Arena Football Betting news
November 22nd, 2017 Arena Football Betting

When it comes to Arena football betting, there is still quite a bit to be desired, especially when compared to the NFL, in terms of quality as well as quantity, but the guys behind the budding National Arena League are working on at least the latter. “What you guys are going to see in Portland is awesome,” chair of the NAL’s expansion committee, Joe Bouchy, said about a football franchise in Portland that, barring any unforeseen even, should begin play next April at Cross Insurance Arena. “We’re putting a lot of money and expertise behind the Portland market.”

Commissioner of the NAL, Chris Siegfried, and Bouchy both attended a press conference Wednesday in Worcester to announce the league’s newest member, the Massachusetts Pirates, which brings the number of teams in the league to a grand total of… drumroll, please… five.
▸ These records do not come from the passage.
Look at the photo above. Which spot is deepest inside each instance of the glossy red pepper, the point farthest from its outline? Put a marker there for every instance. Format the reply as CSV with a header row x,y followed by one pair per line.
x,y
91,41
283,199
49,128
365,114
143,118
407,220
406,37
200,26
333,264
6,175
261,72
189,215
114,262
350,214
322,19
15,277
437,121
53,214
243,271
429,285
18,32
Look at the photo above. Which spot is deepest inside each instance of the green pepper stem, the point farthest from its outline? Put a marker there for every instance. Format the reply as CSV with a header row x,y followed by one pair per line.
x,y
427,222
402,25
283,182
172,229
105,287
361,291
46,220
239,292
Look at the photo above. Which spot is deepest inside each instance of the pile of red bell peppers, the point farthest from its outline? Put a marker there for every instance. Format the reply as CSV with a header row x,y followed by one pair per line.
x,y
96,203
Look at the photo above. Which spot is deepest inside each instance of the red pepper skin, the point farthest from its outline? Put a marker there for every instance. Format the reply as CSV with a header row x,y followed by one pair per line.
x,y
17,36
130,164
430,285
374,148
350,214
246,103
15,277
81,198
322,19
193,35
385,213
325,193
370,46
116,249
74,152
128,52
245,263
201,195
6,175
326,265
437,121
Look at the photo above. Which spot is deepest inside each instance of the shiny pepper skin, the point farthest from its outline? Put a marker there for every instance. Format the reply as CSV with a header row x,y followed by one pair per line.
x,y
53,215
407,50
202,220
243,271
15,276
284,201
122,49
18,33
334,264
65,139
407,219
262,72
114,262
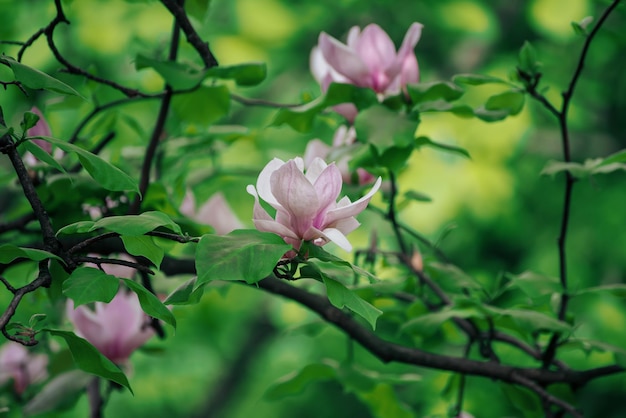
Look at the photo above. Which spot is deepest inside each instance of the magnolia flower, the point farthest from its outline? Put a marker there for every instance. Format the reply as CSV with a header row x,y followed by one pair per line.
x,y
18,364
306,203
116,328
369,59
343,140
215,212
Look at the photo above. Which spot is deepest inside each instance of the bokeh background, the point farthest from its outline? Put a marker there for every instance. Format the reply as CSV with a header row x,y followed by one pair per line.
x,y
491,214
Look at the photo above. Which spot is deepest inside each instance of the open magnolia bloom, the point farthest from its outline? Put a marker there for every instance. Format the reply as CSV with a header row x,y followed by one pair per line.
x,y
18,364
116,328
306,203
368,59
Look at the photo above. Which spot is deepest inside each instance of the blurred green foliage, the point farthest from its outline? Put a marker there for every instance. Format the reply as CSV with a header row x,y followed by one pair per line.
x,y
491,214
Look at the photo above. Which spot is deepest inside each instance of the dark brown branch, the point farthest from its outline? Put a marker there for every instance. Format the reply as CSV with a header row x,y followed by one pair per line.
x,y
17,224
99,261
550,352
177,10
159,126
72,69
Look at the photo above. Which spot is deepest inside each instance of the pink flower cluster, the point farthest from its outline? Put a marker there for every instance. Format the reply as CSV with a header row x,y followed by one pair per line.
x,y
116,328
368,59
19,365
306,203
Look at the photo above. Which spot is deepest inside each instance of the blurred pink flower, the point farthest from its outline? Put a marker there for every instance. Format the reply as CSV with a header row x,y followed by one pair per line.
x,y
306,203
340,151
18,364
116,328
369,59
215,212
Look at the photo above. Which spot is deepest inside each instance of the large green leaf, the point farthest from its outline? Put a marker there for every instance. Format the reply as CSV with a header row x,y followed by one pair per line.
x,y
434,90
295,382
136,224
144,246
477,79
180,76
202,106
35,79
88,284
384,128
510,101
90,360
248,74
243,254
103,172
301,117
185,294
10,252
341,296
42,155
150,303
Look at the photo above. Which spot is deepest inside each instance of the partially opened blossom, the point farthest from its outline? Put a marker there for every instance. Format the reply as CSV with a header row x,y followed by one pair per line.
x,y
116,328
24,368
340,151
306,203
215,212
368,59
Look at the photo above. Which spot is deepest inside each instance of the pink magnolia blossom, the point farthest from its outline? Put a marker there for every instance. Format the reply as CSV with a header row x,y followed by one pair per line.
x,y
369,59
340,151
306,203
215,212
18,364
116,328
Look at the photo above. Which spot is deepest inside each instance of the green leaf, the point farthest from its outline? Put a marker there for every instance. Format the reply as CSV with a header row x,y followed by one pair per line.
x,y
42,155
341,296
202,106
616,289
10,252
90,360
477,79
528,320
248,74
450,277
300,118
425,141
129,225
460,110
246,255
103,172
523,399
417,196
180,76
434,90
510,101
79,227
150,303
383,402
29,120
295,382
528,59
35,79
490,115
185,294
88,284
144,246
384,128
536,285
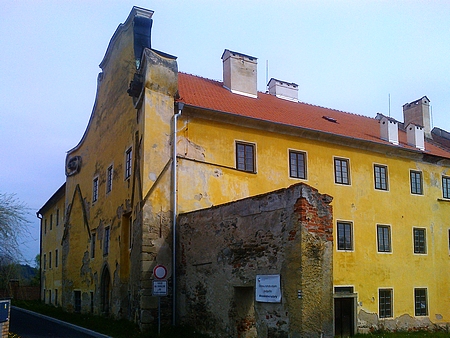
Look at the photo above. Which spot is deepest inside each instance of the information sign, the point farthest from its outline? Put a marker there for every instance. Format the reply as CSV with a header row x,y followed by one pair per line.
x,y
268,288
159,287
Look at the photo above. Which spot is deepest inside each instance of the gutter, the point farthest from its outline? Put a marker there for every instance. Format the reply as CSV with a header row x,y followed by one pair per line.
x,y
180,106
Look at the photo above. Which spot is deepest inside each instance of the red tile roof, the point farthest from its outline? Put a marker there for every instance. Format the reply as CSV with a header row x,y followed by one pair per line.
x,y
209,94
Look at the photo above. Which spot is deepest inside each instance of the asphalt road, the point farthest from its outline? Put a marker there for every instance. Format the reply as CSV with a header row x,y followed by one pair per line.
x,y
31,326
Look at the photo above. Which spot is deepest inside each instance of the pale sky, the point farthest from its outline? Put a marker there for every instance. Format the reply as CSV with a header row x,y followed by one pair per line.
x,y
346,55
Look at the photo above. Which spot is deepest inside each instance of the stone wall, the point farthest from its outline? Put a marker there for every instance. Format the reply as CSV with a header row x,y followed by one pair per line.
x,y
222,249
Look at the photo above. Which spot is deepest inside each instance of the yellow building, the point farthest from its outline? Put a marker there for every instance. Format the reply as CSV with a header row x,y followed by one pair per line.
x,y
52,228
160,143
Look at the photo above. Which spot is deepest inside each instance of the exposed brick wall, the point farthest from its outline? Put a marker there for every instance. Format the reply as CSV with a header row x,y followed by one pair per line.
x,y
289,233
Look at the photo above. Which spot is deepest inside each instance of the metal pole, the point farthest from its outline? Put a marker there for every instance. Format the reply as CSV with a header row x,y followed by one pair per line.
x,y
174,212
159,316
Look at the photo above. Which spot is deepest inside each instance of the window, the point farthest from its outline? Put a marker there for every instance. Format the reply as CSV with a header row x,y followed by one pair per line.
x,y
380,174
245,157
384,238
416,182
420,246
420,302
95,190
297,164
341,171
446,187
385,303
109,177
93,236
106,241
77,298
345,238
128,158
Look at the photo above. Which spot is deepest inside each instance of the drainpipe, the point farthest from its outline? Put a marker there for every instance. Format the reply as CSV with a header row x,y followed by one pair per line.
x,y
40,216
174,211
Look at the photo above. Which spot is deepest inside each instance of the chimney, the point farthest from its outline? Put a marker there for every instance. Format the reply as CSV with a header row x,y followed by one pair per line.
x,y
418,112
389,129
283,90
239,73
415,136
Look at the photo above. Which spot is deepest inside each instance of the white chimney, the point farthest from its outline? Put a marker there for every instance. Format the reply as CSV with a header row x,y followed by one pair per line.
x,y
415,136
283,90
239,73
389,129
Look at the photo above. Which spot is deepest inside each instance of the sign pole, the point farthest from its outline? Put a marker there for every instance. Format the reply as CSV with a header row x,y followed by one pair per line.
x,y
159,315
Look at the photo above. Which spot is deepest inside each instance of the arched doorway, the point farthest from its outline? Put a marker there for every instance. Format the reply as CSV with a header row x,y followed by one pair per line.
x,y
105,290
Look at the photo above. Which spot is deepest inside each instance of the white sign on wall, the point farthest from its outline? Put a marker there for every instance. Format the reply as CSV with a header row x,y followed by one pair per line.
x,y
268,288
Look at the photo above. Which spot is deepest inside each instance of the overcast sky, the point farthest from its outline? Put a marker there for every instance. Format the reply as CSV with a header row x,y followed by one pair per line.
x,y
347,55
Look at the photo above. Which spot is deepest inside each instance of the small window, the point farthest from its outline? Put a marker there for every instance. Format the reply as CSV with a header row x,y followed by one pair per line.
x,y
341,171
95,190
128,158
297,164
93,236
420,302
385,303
420,246
245,157
106,241
77,299
384,238
416,182
109,177
345,236
446,187
380,174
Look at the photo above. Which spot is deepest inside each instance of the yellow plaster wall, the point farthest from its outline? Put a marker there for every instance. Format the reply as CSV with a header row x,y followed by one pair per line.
x,y
214,181
51,241
110,133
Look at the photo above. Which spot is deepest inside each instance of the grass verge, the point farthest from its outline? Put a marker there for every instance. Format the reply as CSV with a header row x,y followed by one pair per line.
x,y
114,328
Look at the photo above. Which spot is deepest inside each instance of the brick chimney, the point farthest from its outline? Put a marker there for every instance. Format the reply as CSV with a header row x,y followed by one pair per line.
x,y
239,73
418,112
283,90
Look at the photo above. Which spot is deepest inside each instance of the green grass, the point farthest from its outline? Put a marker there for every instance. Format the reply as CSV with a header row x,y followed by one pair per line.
x,y
113,328
415,334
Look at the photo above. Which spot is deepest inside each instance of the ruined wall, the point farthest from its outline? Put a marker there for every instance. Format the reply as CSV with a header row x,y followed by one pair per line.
x,y
222,249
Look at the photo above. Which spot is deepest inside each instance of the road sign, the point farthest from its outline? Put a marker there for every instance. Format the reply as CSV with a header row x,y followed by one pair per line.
x,y
159,287
160,272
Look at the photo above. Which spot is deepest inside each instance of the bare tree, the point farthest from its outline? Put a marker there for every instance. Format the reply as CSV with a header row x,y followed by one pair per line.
x,y
14,227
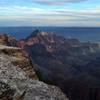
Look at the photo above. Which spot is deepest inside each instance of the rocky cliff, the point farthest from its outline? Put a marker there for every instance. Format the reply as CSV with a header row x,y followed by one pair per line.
x,y
18,80
68,63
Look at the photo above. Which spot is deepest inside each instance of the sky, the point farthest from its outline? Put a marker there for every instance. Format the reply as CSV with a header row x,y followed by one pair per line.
x,y
68,13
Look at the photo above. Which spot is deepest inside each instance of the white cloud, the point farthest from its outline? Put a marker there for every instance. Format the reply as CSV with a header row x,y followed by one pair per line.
x,y
40,16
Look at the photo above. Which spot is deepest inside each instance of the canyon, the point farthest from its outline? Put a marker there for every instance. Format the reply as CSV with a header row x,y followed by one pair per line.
x,y
65,62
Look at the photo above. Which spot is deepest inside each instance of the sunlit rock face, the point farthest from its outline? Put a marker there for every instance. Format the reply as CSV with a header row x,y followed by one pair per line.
x,y
18,80
67,63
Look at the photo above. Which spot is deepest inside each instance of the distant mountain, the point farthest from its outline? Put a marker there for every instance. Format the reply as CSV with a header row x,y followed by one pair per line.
x,y
18,78
68,63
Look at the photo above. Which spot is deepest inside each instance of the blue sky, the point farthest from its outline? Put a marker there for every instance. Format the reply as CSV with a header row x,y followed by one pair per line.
x,y
50,13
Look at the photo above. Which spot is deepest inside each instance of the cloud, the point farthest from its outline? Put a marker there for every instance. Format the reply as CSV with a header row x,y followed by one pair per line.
x,y
18,15
57,2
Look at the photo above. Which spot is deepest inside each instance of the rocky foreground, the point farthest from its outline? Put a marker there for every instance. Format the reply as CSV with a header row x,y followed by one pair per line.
x,y
18,80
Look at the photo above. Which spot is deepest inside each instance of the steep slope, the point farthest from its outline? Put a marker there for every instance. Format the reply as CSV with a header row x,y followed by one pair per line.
x,y
18,84
65,63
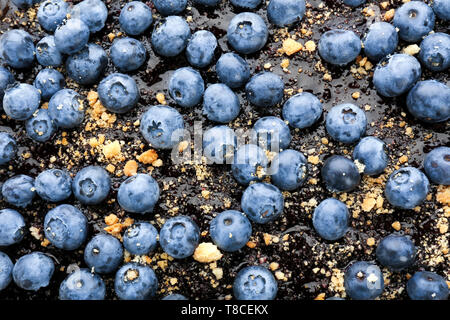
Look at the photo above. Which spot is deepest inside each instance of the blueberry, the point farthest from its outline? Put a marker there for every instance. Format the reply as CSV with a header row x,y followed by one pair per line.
x,y
82,284
380,41
47,54
232,70
200,48
290,170
12,227
6,78
21,100
23,4
354,3
92,12
334,298
363,281
429,101
118,92
161,126
48,82
6,267
40,126
179,237
265,89
53,185
437,165
65,227
425,285
230,230
71,36
414,20
407,188
249,164
396,74
174,296
442,9
19,190
88,65
138,193
269,129
247,33
103,253
8,148
135,17
371,152
66,109
340,174
346,123
127,54
220,103
91,185
170,7
17,49
339,47
140,238
330,219
33,271
396,252
285,12
262,202
135,282
207,3
435,51
52,13
255,283
219,144
302,110
170,36
246,4
186,87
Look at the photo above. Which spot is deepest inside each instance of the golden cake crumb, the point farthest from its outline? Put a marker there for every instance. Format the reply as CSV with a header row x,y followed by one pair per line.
x,y
267,238
110,168
284,63
320,296
310,46
147,157
274,266
443,195
313,159
412,49
111,219
161,98
112,149
403,159
368,203
218,273
291,46
389,15
207,252
130,168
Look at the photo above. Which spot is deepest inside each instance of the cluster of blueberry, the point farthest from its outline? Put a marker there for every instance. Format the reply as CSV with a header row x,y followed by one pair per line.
x,y
65,226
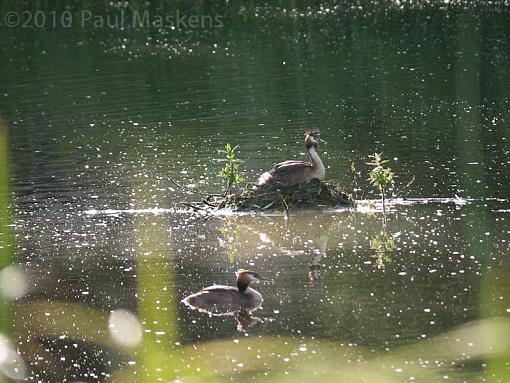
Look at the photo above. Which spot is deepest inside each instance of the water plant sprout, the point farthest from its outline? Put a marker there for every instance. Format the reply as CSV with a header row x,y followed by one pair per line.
x,y
381,176
230,173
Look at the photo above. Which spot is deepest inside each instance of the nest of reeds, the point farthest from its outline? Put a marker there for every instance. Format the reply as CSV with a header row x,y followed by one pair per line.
x,y
310,195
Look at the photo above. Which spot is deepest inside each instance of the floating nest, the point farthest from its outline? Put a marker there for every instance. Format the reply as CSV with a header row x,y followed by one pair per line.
x,y
310,195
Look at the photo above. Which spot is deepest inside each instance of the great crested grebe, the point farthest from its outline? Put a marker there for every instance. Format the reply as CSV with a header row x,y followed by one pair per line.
x,y
224,300
297,172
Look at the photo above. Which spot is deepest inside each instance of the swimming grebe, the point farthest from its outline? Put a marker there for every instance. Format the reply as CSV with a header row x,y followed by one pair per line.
x,y
224,300
297,172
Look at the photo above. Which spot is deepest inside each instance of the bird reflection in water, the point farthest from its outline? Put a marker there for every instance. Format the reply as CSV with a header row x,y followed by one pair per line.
x,y
314,272
241,300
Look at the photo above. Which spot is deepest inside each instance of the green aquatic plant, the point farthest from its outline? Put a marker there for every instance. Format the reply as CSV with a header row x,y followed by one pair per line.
x,y
230,173
381,176
383,245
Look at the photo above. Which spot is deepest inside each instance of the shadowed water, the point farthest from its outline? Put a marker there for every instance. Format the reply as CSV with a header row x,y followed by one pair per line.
x,y
99,120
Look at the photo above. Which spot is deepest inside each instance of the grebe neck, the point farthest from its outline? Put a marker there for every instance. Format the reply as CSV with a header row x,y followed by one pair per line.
x,y
242,286
315,159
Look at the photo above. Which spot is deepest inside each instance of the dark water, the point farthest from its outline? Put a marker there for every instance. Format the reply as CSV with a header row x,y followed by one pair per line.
x,y
99,119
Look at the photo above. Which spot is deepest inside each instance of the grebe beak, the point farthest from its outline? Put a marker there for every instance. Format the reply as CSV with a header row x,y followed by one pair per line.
x,y
261,278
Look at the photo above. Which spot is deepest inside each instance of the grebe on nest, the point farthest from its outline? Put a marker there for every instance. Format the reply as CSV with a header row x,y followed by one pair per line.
x,y
225,300
297,172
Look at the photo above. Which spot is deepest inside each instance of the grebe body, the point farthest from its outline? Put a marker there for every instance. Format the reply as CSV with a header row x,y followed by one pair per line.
x,y
224,300
297,172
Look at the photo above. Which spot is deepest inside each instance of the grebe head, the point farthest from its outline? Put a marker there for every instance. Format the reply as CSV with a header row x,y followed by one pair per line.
x,y
312,138
245,277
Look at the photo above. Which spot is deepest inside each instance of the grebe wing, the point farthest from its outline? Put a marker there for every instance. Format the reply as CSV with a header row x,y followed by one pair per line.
x,y
290,169
289,163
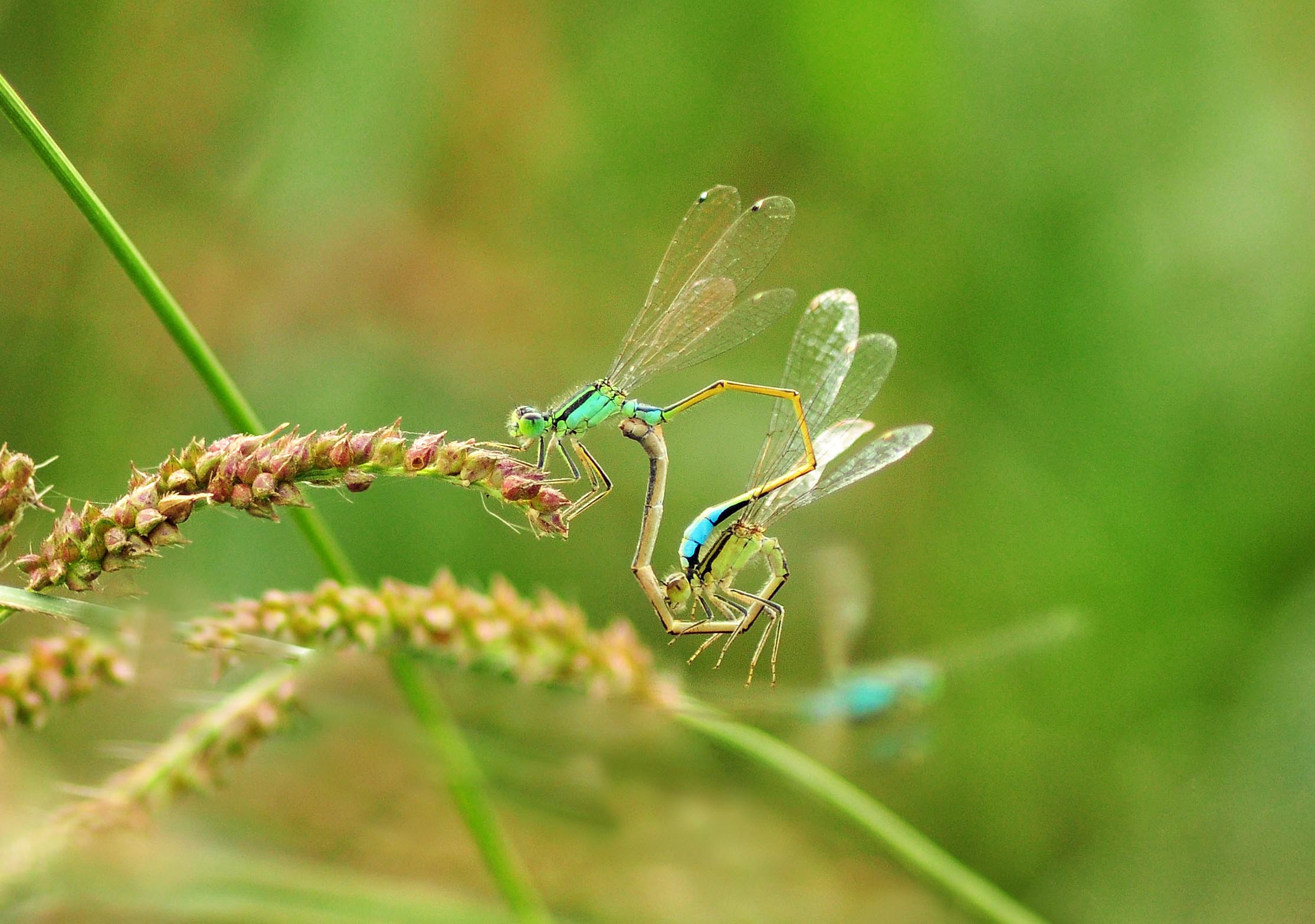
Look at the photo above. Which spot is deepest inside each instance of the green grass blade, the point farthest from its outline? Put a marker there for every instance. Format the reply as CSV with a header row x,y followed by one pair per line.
x,y
477,810
28,601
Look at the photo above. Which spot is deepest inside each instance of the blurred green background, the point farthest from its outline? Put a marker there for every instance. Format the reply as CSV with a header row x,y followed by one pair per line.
x,y
1089,228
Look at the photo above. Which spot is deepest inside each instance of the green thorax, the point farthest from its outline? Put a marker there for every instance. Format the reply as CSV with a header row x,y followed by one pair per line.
x,y
598,402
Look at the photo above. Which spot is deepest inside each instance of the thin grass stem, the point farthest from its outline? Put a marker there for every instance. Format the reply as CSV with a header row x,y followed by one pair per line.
x,y
242,416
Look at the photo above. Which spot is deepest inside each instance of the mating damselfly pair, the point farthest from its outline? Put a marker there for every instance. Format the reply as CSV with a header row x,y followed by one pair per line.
x,y
697,308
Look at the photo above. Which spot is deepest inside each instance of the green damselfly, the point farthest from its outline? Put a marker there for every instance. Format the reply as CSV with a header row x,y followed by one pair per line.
x,y
837,375
697,308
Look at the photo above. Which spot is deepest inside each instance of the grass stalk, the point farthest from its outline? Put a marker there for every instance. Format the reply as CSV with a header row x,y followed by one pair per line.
x,y
904,843
242,416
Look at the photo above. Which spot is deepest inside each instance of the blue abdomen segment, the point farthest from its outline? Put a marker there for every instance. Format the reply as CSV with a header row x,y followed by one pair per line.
x,y
701,530
858,698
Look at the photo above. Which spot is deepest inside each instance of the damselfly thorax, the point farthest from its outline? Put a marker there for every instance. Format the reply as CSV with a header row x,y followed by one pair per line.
x,y
596,402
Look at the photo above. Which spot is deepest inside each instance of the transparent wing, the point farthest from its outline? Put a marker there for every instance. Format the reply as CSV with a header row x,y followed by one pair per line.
x,y
874,356
699,327
701,228
739,255
817,363
828,446
872,458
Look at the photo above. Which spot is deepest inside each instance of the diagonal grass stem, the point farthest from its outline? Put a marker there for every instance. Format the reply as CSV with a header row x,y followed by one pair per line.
x,y
477,810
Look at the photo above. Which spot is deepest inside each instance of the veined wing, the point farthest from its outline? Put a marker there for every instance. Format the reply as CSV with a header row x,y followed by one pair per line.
x,y
703,227
874,356
875,457
699,327
741,254
817,363
828,446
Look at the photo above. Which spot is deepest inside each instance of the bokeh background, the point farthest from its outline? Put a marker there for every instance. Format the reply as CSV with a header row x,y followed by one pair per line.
x,y
1089,227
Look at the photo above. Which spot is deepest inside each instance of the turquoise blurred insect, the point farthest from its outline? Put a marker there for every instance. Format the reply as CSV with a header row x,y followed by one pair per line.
x,y
699,307
879,693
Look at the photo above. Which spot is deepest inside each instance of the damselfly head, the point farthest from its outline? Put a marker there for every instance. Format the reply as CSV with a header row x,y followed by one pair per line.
x,y
526,424
676,591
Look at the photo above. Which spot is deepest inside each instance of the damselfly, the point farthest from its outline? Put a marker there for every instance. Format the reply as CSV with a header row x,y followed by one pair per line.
x,y
697,308
837,375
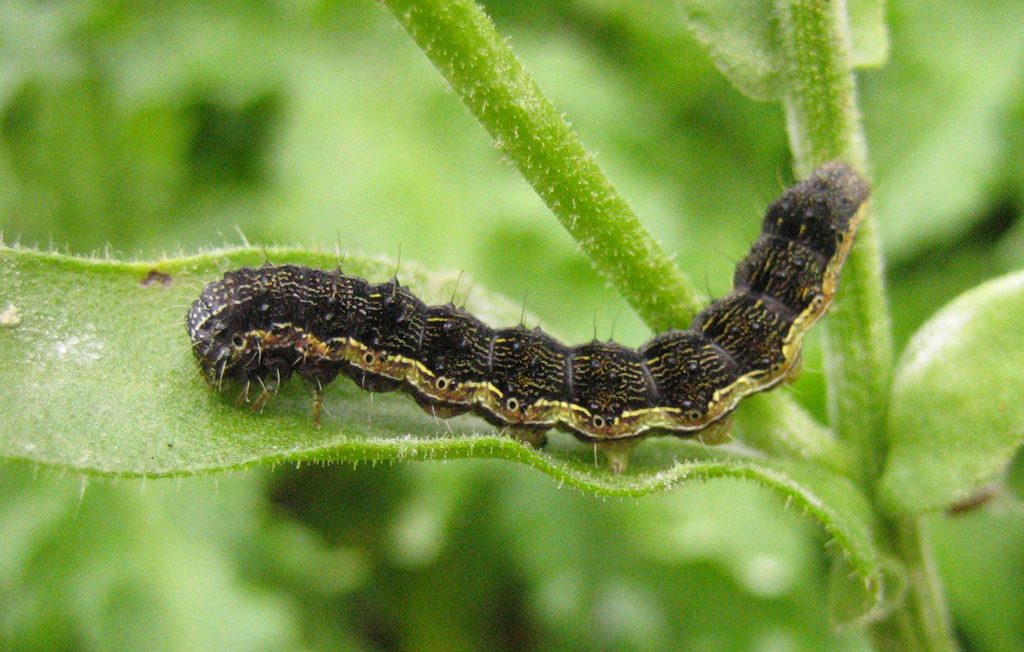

Wait, five? And to think that the Jacksonville Sharks left the AFL due to the reduced number of teams. Sigfried did say, though, that two more franchises, the one in Portland and another in Greensboro, North Carolina, would be announced in the oncoming weeks. “We’re going to play starting in April,” Siegfried said. “The main focus now is getting the word out. We know that if people [whether or not they bet on Arena football] come to a game, they’re going to fall in love.” Huh. So it’s kind of like the Love Boat.

And then there were three

Eight teams participated in the inaugural 2017 Arena football betting season, but only three survived the fickle waters of indoor football; namely, the aforementioned Jacksonville Sharks, the Lehigh Valley Steelhawks, and the Columbus Lions. And the other five? Let’s do like the end of American Graffiti, where you found out what happened to everyone!

  • Corpus Christi Rage. Team operations were taken over by the league after four games and the franchise folded at the end of the season.
  • Dayton Wolfpack. The owners failed to secure a lease and all home games were removed from the schedule. The league ran the franchise as a travelling team using a variety of semi-professional units based out of Georgia.
  • Georgia Firebirds. The league announced after the season that the team was changing ownership but could not commit to the 2018 season until the new ownership acquired a new arena lease. The Firebirds were removed from the league in November 2017.
  • High Country Grizzlies. Left after the 2017 season for the new American Arena League.
  • Monterrey Steel. Could not commit to the 2018 season and were removed from the league.

Siegfried admitted that the league’s growing pains were almost as bad as the actual Growing Pains, but said he and Bouchy have years of experience in arena football and are confident that their venture will be successful. “The National Arena League is committed to its fans and every game is going to be played,” Siegfried said. “Our first year was a tumultuous year, but it was a successful year because we completed it.” one wonders, what would be the Arena football betting odds of a second complete season?